With So Many AI Models Out There, How Do You Choose? (Part 1)

Written by

Silas Grey

Updated on:June-15th-2025

This article only wants to solve one problem: there are so many large models on the market now, how should we choose in our work scenarios?

Here is a list of OpenRouter models:

https://openrouter.ai/rankings

AI enthusiasts must be familiar with OpenRouter, which is an AI large model aggregation platform that brings together top large models from many manufacturers such as OpenAI, Anthropic , Google, DeepSeek, etc.

Its ranking is based on the sum of prompt and completion tokens of each model , which is then normalized using the GPT-4 tokenizer for comparison.

What does it mean?

Prompt and completion tokens are the sum of the number of prompt tokens that the user inputs to the model and the number of tokens that the large model generates for the response.

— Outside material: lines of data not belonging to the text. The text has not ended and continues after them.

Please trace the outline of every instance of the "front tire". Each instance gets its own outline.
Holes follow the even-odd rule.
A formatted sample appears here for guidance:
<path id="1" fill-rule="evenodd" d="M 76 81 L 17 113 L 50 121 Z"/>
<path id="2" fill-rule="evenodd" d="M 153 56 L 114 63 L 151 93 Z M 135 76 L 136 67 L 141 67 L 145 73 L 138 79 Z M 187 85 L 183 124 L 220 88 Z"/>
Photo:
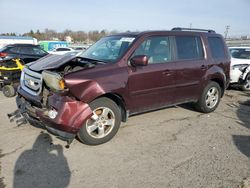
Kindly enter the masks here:
<path id="1" fill-rule="evenodd" d="M 203 113 L 213 112 L 220 103 L 221 87 L 216 82 L 209 82 L 196 103 L 196 109 Z"/>
<path id="2" fill-rule="evenodd" d="M 109 98 L 103 97 L 89 104 L 93 111 L 78 132 L 81 142 L 88 145 L 99 145 L 111 140 L 121 124 L 121 110 Z"/>
<path id="3" fill-rule="evenodd" d="M 5 97 L 14 97 L 16 95 L 15 88 L 12 85 L 5 85 L 2 91 Z"/>
<path id="4" fill-rule="evenodd" d="M 241 85 L 243 91 L 250 91 L 250 73 L 247 75 L 244 84 Z"/>

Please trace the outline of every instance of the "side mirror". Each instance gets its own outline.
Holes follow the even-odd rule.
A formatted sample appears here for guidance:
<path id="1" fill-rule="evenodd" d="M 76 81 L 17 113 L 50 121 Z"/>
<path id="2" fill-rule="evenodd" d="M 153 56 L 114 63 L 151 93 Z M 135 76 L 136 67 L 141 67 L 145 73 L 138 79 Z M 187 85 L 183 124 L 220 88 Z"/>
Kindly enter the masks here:
<path id="1" fill-rule="evenodd" d="M 146 55 L 137 55 L 130 59 L 132 66 L 146 66 L 148 65 L 148 57 Z"/>

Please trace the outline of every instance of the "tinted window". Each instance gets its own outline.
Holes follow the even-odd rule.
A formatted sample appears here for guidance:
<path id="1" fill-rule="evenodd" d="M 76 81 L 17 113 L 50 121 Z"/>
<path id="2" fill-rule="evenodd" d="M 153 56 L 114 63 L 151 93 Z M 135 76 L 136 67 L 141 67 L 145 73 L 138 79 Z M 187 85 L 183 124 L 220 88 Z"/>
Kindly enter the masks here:
<path id="1" fill-rule="evenodd" d="M 133 56 L 146 55 L 149 64 L 164 63 L 171 60 L 169 37 L 150 37 L 134 52 Z"/>
<path id="2" fill-rule="evenodd" d="M 176 36 L 178 59 L 201 59 L 204 57 L 200 37 Z"/>
<path id="3" fill-rule="evenodd" d="M 57 48 L 56 51 L 70 51 L 69 48 Z"/>
<path id="4" fill-rule="evenodd" d="M 124 36 L 104 37 L 80 56 L 107 63 L 115 63 L 127 51 L 134 39 L 134 37 Z"/>
<path id="5" fill-rule="evenodd" d="M 47 52 L 45 52 L 41 48 L 33 47 L 32 50 L 33 50 L 33 54 L 36 54 L 36 55 L 45 55 L 45 54 L 47 54 Z"/>
<path id="6" fill-rule="evenodd" d="M 19 53 L 32 55 L 33 54 L 33 50 L 32 50 L 31 47 L 20 47 Z"/>
<path id="7" fill-rule="evenodd" d="M 231 56 L 236 59 L 250 59 L 250 48 L 233 48 L 230 49 Z"/>
<path id="8" fill-rule="evenodd" d="M 208 43 L 213 58 L 225 58 L 225 49 L 222 39 L 219 37 L 208 37 Z"/>
<path id="9" fill-rule="evenodd" d="M 9 48 L 8 51 L 9 52 L 13 52 L 13 53 L 18 53 L 19 52 L 19 48 L 18 47 Z"/>

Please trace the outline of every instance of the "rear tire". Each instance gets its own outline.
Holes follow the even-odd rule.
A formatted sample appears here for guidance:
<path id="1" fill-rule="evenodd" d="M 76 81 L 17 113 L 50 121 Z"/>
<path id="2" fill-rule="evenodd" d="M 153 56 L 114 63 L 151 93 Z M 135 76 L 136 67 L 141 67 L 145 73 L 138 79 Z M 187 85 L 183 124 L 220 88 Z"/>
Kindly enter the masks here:
<path id="1" fill-rule="evenodd" d="M 121 110 L 109 98 L 103 97 L 89 104 L 94 115 L 86 120 L 78 138 L 87 145 L 99 145 L 111 140 L 120 128 Z"/>
<path id="2" fill-rule="evenodd" d="M 16 95 L 15 88 L 12 85 L 5 85 L 2 88 L 5 97 L 14 97 Z"/>
<path id="3" fill-rule="evenodd" d="M 213 112 L 220 103 L 221 87 L 216 82 L 209 82 L 196 103 L 196 109 L 203 113 Z"/>

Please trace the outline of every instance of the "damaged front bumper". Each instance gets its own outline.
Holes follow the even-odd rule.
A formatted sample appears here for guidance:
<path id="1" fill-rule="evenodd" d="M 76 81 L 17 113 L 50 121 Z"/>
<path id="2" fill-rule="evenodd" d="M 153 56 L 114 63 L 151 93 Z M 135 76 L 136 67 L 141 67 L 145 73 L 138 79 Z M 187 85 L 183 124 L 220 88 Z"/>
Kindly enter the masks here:
<path id="1" fill-rule="evenodd" d="M 47 107 L 42 108 L 26 100 L 27 96 L 20 93 L 16 102 L 25 119 L 39 124 L 63 140 L 73 140 L 84 122 L 92 116 L 88 104 L 68 96 L 53 94 L 48 97 Z"/>

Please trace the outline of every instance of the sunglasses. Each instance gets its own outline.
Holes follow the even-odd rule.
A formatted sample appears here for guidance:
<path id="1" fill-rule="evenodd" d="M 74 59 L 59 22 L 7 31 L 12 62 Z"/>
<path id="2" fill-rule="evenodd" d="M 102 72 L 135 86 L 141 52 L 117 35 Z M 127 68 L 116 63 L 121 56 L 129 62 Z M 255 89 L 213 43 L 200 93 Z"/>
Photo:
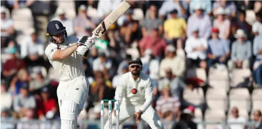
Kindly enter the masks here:
<path id="1" fill-rule="evenodd" d="M 141 67 L 141 66 L 140 66 L 140 65 L 132 65 L 132 66 L 130 66 L 130 67 L 133 68 L 135 68 L 135 67 L 136 67 L 136 68 L 140 68 Z"/>

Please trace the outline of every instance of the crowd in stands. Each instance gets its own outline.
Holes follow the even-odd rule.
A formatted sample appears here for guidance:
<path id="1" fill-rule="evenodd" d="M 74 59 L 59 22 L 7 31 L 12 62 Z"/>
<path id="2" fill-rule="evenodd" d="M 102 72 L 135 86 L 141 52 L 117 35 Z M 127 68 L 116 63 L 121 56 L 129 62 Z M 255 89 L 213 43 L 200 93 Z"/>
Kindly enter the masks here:
<path id="1" fill-rule="evenodd" d="M 1 120 L 59 120 L 58 74 L 44 53 L 50 43 L 47 24 L 59 20 L 69 35 L 91 36 L 121 2 L 1 1 Z M 129 60 L 140 58 L 165 129 L 225 128 L 221 122 L 231 129 L 262 128 L 261 1 L 129 3 L 96 39 L 91 57 L 83 58 L 90 86 L 78 120 L 100 119 L 100 100 L 114 98 Z M 82 127 L 98 128 L 89 125 Z M 60 128 L 54 123 L 1 126 Z"/>

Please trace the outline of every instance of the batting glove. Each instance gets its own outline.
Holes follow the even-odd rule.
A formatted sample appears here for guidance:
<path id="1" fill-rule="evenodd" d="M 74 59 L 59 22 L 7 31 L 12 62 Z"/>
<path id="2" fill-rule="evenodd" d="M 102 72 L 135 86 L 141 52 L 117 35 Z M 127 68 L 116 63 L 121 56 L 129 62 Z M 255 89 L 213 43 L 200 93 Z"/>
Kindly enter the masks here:
<path id="1" fill-rule="evenodd" d="M 95 44 L 94 40 L 90 37 L 83 36 L 77 42 L 77 46 L 84 45 L 91 48 Z"/>

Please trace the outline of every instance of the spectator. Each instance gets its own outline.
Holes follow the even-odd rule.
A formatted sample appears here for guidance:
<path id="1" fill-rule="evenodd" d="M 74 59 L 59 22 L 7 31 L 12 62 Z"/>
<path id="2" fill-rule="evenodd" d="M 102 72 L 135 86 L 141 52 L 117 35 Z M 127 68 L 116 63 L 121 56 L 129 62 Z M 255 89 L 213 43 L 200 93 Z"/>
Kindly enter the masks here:
<path id="1" fill-rule="evenodd" d="M 109 79 L 108 76 L 110 69 L 112 66 L 112 61 L 108 58 L 106 53 L 100 51 L 98 53 L 98 58 L 95 59 L 93 62 L 93 70 L 95 74 L 98 71 L 102 71 L 105 74 L 106 78 Z"/>
<path id="2" fill-rule="evenodd" d="M 196 124 L 192 121 L 195 112 L 195 108 L 188 106 L 184 109 L 180 116 L 179 121 L 173 125 L 172 129 L 196 129 Z"/>
<path id="3" fill-rule="evenodd" d="M 161 38 L 158 33 L 158 29 L 152 31 L 152 35 L 143 37 L 139 43 L 139 49 L 142 55 L 144 55 L 145 50 L 151 49 L 153 55 L 160 61 L 164 57 L 166 44 L 165 40 Z"/>
<path id="4" fill-rule="evenodd" d="M 25 114 L 25 116 L 20 119 L 21 121 L 30 121 L 34 119 L 35 115 L 34 110 L 31 109 L 25 110 L 24 114 Z M 39 127 L 38 123 L 19 122 L 17 124 L 17 129 L 39 128 Z"/>
<path id="5" fill-rule="evenodd" d="M 30 109 L 35 109 L 36 105 L 35 97 L 29 92 L 28 85 L 23 85 L 20 92 L 14 99 L 13 106 L 14 111 L 22 117 L 25 115 L 27 116 L 27 114 L 31 112 Z"/>
<path id="6" fill-rule="evenodd" d="M 197 28 L 199 32 L 199 37 L 207 39 L 210 36 L 212 30 L 212 23 L 208 15 L 203 13 L 200 5 L 195 6 L 195 13 L 188 18 L 187 23 L 187 35 L 188 38 L 193 37 L 193 32 Z"/>
<path id="7" fill-rule="evenodd" d="M 6 82 L 1 80 L 1 109 L 11 109 L 13 99 L 11 94 L 7 92 Z"/>
<path id="8" fill-rule="evenodd" d="M 130 60 L 132 59 L 132 57 L 130 55 L 126 54 L 125 56 L 125 59 L 122 61 L 118 65 L 118 69 L 117 69 L 117 74 L 119 75 L 123 74 L 122 71 L 122 68 L 124 66 L 128 65 L 128 62 Z"/>
<path id="9" fill-rule="evenodd" d="M 11 82 L 13 76 L 20 69 L 25 68 L 26 67 L 24 61 L 18 59 L 15 55 L 16 53 L 15 47 L 12 46 L 8 48 L 7 53 L 10 54 L 10 59 L 4 64 L 3 74 L 8 80 L 8 84 L 9 84 L 9 81 Z"/>
<path id="10" fill-rule="evenodd" d="M 188 4 L 184 1 L 166 1 L 164 2 L 159 10 L 159 17 L 163 18 L 168 16 L 168 13 L 174 9 L 177 10 L 178 17 L 187 17 Z"/>
<path id="11" fill-rule="evenodd" d="M 231 60 L 227 63 L 228 69 L 231 70 L 237 68 L 249 68 L 249 59 L 252 56 L 251 43 L 246 39 L 245 32 L 241 29 L 234 35 L 237 40 L 232 45 Z"/>
<path id="12" fill-rule="evenodd" d="M 139 22 L 132 18 L 134 11 L 128 9 L 125 12 L 125 18 L 120 29 L 120 36 L 123 41 L 128 45 L 139 38 Z"/>
<path id="13" fill-rule="evenodd" d="M 206 50 L 207 41 L 199 36 L 199 30 L 195 29 L 193 32 L 193 36 L 187 39 L 185 50 L 189 66 L 193 66 L 206 68 Z"/>
<path id="14" fill-rule="evenodd" d="M 243 116 L 239 116 L 239 110 L 237 108 L 234 107 L 231 110 L 233 118 L 228 118 L 227 123 L 229 123 L 230 128 L 244 129 L 247 128 L 246 126 L 244 124 L 247 122 L 247 120 Z M 230 124 L 230 123 L 241 123 L 239 124 Z"/>
<path id="15" fill-rule="evenodd" d="M 153 30 L 155 28 L 158 28 L 159 34 L 162 34 L 163 32 L 163 21 L 162 19 L 158 18 L 158 8 L 154 5 L 151 5 L 148 10 L 149 17 L 143 20 L 142 24 L 143 37 L 146 37 L 148 35 L 151 35 Z"/>
<path id="16" fill-rule="evenodd" d="M 187 23 L 184 18 L 178 17 L 177 10 L 174 9 L 170 14 L 171 18 L 164 23 L 164 37 L 168 43 L 175 44 L 177 39 L 187 36 Z"/>
<path id="17" fill-rule="evenodd" d="M 217 18 L 214 20 L 213 25 L 219 30 L 219 38 L 228 39 L 230 34 L 230 21 L 226 19 L 225 11 L 222 8 L 218 8 L 216 12 Z"/>
<path id="18" fill-rule="evenodd" d="M 172 69 L 174 76 L 182 76 L 186 70 L 185 59 L 176 55 L 175 48 L 169 45 L 166 48 L 166 56 L 161 61 L 159 74 L 160 77 L 165 76 L 165 70 L 168 68 Z"/>
<path id="19" fill-rule="evenodd" d="M 30 30 L 31 36 L 25 37 L 21 42 L 21 57 L 29 57 L 34 60 L 38 56 L 43 56 L 44 54 L 44 46 L 43 41 L 37 37 L 34 29 Z"/>
<path id="20" fill-rule="evenodd" d="M 55 99 L 50 98 L 49 92 L 47 87 L 45 87 L 41 90 L 42 99 L 37 102 L 37 115 L 40 120 L 54 118 L 57 113 L 56 101 Z"/>
<path id="21" fill-rule="evenodd" d="M 119 67 L 118 67 L 118 69 L 119 69 L 120 68 L 120 66 L 121 66 L 119 65 Z M 123 74 L 124 74 L 129 71 L 128 65 L 127 64 L 123 65 L 122 67 L 121 70 L 122 70 L 122 71 L 121 71 L 121 74 L 118 74 L 117 75 L 114 76 L 114 78 L 113 78 L 112 86 L 113 86 L 113 88 L 114 88 L 115 89 L 116 88 L 116 86 L 118 84 L 118 82 L 120 81 L 119 79 L 120 79 L 120 77 L 121 76 L 121 75 Z"/>
<path id="22" fill-rule="evenodd" d="M 217 10 L 219 8 L 223 8 L 227 14 L 232 17 L 236 16 L 237 7 L 234 2 L 217 0 L 213 3 L 213 14 L 216 14 Z"/>
<path id="23" fill-rule="evenodd" d="M 260 129 L 262 128 L 262 114 L 259 110 L 255 110 L 253 113 L 253 120 L 255 125 L 251 129 Z"/>
<path id="24" fill-rule="evenodd" d="M 48 78 L 44 78 L 41 71 L 38 71 L 36 73 L 35 78 L 33 79 L 29 82 L 29 90 L 33 91 L 38 90 L 46 86 L 50 82 Z"/>
<path id="25" fill-rule="evenodd" d="M 218 28 L 212 29 L 211 34 L 212 39 L 208 42 L 207 65 L 208 67 L 215 63 L 226 65 L 226 61 L 230 56 L 229 40 L 219 38 L 218 34 L 220 33 Z"/>
<path id="26" fill-rule="evenodd" d="M 197 6 L 198 5 L 200 5 L 201 6 L 201 8 L 204 10 L 204 13 L 208 15 L 211 15 L 211 12 L 212 11 L 212 5 L 211 3 L 211 1 L 197 1 L 197 0 L 192 0 L 190 1 L 190 3 L 189 4 L 189 11 L 191 14 L 194 13 L 194 11 L 195 11 L 195 8 L 196 6 Z"/>
<path id="27" fill-rule="evenodd" d="M 57 16 L 54 17 L 51 20 L 59 20 L 66 28 L 66 33 L 68 35 L 74 34 L 73 27 L 73 21 L 66 17 L 65 10 L 62 8 L 59 8 L 57 11 Z"/>
<path id="28" fill-rule="evenodd" d="M 30 77 L 28 71 L 24 69 L 19 70 L 16 76 L 15 76 L 11 82 L 11 93 L 15 95 L 20 93 L 20 88 L 23 85 L 29 85 Z"/>
<path id="29" fill-rule="evenodd" d="M 162 95 L 156 101 L 155 110 L 159 117 L 163 118 L 164 114 L 168 111 L 171 111 L 175 116 L 179 113 L 180 102 L 176 96 L 172 96 L 170 94 L 170 88 L 169 86 L 163 87 L 161 91 Z"/>
<path id="30" fill-rule="evenodd" d="M 82 5 L 78 10 L 78 15 L 73 21 L 73 26 L 76 37 L 81 37 L 85 35 L 86 28 L 95 29 L 95 25 L 92 22 L 91 18 L 87 15 L 87 7 L 85 5 Z"/>
<path id="31" fill-rule="evenodd" d="M 255 13 L 256 21 L 252 25 L 252 31 L 255 36 L 262 35 L 262 10 Z"/>
<path id="32" fill-rule="evenodd" d="M 7 46 L 7 43 L 15 33 L 13 21 L 7 17 L 6 10 L 6 7 L 1 6 L 1 47 Z"/>
<path id="33" fill-rule="evenodd" d="M 246 19 L 246 12 L 244 11 L 240 11 L 238 14 L 238 19 L 233 22 L 231 26 L 231 33 L 233 35 L 237 34 L 239 29 L 244 31 L 245 34 L 251 34 L 252 26 L 247 23 Z"/>
<path id="34" fill-rule="evenodd" d="M 1 89 L 2 90 L 2 89 Z M 4 98 L 2 98 L 1 96 L 1 101 L 3 101 Z M 3 103 L 3 101 L 1 101 Z M 7 120 L 7 121 L 13 121 L 14 120 L 14 118 L 10 116 L 10 111 L 8 109 L 1 107 L 1 120 Z M 12 123 L 1 122 L 1 129 L 15 129 L 15 126 Z"/>

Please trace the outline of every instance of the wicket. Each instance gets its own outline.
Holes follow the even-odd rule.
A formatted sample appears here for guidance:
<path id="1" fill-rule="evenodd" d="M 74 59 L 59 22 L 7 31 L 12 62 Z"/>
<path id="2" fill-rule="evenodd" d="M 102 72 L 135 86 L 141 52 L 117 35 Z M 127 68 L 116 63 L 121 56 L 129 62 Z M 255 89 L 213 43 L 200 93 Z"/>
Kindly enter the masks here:
<path id="1" fill-rule="evenodd" d="M 103 99 L 101 100 L 101 113 L 100 118 L 100 128 L 104 129 L 104 102 L 108 101 L 108 121 L 109 122 L 109 129 L 112 129 L 112 101 L 115 103 L 115 109 L 116 110 L 116 129 L 119 129 L 119 101 L 116 99 Z"/>

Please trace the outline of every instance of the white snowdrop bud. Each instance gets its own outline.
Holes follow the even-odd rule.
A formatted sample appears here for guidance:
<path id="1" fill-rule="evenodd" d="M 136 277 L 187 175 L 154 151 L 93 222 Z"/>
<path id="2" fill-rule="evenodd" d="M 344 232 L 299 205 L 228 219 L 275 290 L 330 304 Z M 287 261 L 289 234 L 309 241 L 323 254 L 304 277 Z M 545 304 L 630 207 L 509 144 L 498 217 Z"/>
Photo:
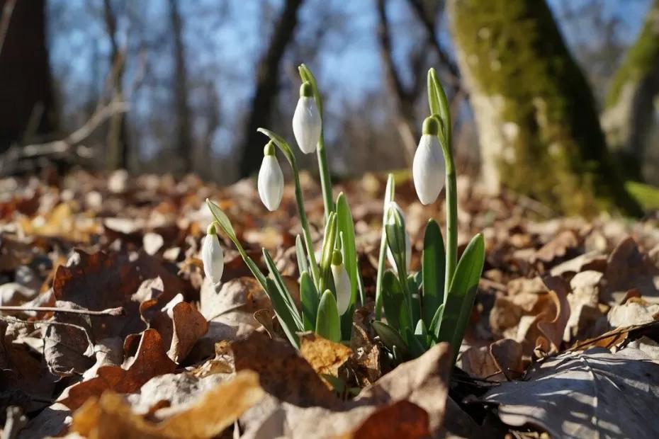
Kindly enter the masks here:
<path id="1" fill-rule="evenodd" d="M 352 286 L 343 263 L 343 256 L 338 250 L 334 250 L 332 256 L 332 277 L 334 278 L 334 286 L 337 289 L 337 308 L 339 309 L 339 315 L 342 316 L 350 305 Z"/>
<path id="2" fill-rule="evenodd" d="M 274 144 L 268 142 L 263 151 L 263 162 L 259 170 L 259 195 L 268 210 L 276 210 L 283 194 L 283 173 L 275 156 Z"/>
<path id="3" fill-rule="evenodd" d="M 213 285 L 217 285 L 224 271 L 224 252 L 220 246 L 220 239 L 215 232 L 215 224 L 208 226 L 207 234 L 201 246 L 201 261 L 203 272 L 210 279 Z"/>
<path id="4" fill-rule="evenodd" d="M 399 212 L 400 212 L 400 216 L 402 217 L 405 219 L 405 215 L 402 212 L 402 209 L 400 208 L 400 206 L 398 205 L 398 203 L 395 201 L 391 201 L 389 203 L 390 209 L 395 209 Z M 412 259 L 412 241 L 410 241 L 410 235 L 407 234 L 407 231 L 405 230 L 405 265 L 407 269 L 410 270 L 410 261 Z M 393 258 L 393 253 L 391 253 L 391 249 L 389 248 L 389 246 L 387 246 L 387 261 L 389 261 L 389 265 L 390 265 L 394 268 L 397 268 L 395 259 Z"/>
<path id="5" fill-rule="evenodd" d="M 303 82 L 300 87 L 300 99 L 293 115 L 293 133 L 300 149 L 305 154 L 316 150 L 320 139 L 322 122 L 318 106 L 313 97 L 313 89 L 309 82 Z"/>
<path id="6" fill-rule="evenodd" d="M 431 116 L 423 122 L 423 135 L 414 156 L 412 173 L 417 195 L 422 204 L 434 203 L 446 178 L 446 169 L 437 139 L 439 122 Z"/>

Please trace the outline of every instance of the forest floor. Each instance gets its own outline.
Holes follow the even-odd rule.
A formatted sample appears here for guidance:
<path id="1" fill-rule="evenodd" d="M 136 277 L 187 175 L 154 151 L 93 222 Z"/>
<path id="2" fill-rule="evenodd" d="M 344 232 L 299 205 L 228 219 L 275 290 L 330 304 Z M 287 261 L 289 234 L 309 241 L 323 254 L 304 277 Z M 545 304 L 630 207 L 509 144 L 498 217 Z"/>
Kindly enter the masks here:
<path id="1" fill-rule="evenodd" d="M 303 177 L 318 242 L 322 200 Z M 366 174 L 335 187 L 371 300 L 384 186 Z M 443 204 L 424 207 L 410 183 L 397 186 L 415 270 Z M 460 249 L 483 232 L 487 255 L 451 371 L 444 345 L 393 368 L 372 302 L 355 314 L 350 346 L 307 333 L 296 351 L 225 237 L 221 286 L 203 278 L 206 198 L 296 290 L 291 186 L 269 213 L 252 180 L 0 180 L 3 438 L 659 437 L 656 216 L 561 217 L 459 180 Z M 68 311 L 35 309 L 47 307 Z"/>

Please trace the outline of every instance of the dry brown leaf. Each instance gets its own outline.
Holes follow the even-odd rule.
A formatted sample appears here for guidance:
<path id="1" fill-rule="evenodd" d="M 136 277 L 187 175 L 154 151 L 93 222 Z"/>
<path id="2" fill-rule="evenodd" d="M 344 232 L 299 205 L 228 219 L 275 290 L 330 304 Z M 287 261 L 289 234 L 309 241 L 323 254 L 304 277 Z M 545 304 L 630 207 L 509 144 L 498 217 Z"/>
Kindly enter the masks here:
<path id="1" fill-rule="evenodd" d="M 266 392 L 302 406 L 334 407 L 338 399 L 287 341 L 260 332 L 231 343 L 236 372 L 254 370 Z"/>
<path id="2" fill-rule="evenodd" d="M 319 375 L 337 377 L 339 367 L 348 360 L 352 350 L 309 331 L 300 334 L 300 355 Z"/>
<path id="3" fill-rule="evenodd" d="M 89 439 L 213 438 L 263 397 L 258 375 L 236 375 L 204 393 L 185 410 L 159 423 L 135 414 L 120 394 L 112 392 L 90 399 L 73 416 L 72 431 Z"/>
<path id="4" fill-rule="evenodd" d="M 378 409 L 354 431 L 339 436 L 349 439 L 421 439 L 430 437 L 428 414 L 409 401 Z"/>
<path id="5" fill-rule="evenodd" d="M 137 392 L 152 377 L 171 373 L 174 369 L 176 364 L 165 353 L 160 335 L 154 329 L 147 329 L 142 333 L 137 353 L 127 369 L 118 366 L 99 367 L 96 377 L 69 388 L 68 394 L 59 402 L 75 410 L 89 398 L 98 397 L 107 390 L 118 393 Z"/>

The calculation of the token number uniformly uses the GPT-4 tokenizer , which is a unified standard for calculating tokens.

The picture below is the GPT-4 tokenizer. Enter any content and the corresponding token number will be displayed.

Website: https://platform.openai.com/tokenizer

The OpenRouter rankings statistics are updated every 10 minutes.

This is actually done to ensure fairness.

Let’s take a look at this ranking, which is classified into 13 usage scenarios.

The bar chart can clearly show the usage ratio of different models.

Note that this is not a ranking of big model performance, but a ranking of big model token usage.

It can be seen which large model people prefer to use in various fields, as well as the changes in usage.

For example, in the field of programming , the most commonly used one is not Claude-3.7-sonnet, nor the newly crowned king Gemini-2.5-pro, but GPT-4o-mini. This is because in the user's actual usage scenario, it is not necessarily the most powerful model that will be used. Factors such as price, ease of use, and scenario applicability must also be considered.

In the field of programming, the usage of mainstream large models is not much different, but if we look at the fields of technology and science , GPT-4o-mini is the only one that dominates, accounting for 88.5%.

If you are a scientific researcher, you should definitely use GPT-4o-mini first to see the effect, and then try other large models.

In the frequently used translation scenarios, we can see that Gemini-1.5-Flash-8B is the most used. In the past two months, the usage of Gemini-2.0-Flash has also increased, accounting for about 40%.

There are so many large models nowadays. Choosing a suitable large model in your own work scenario is more cost-effective than choosing the model with the strongest performance.

OpenRouter LLM Rankings is a good reference indicator when we choose large models.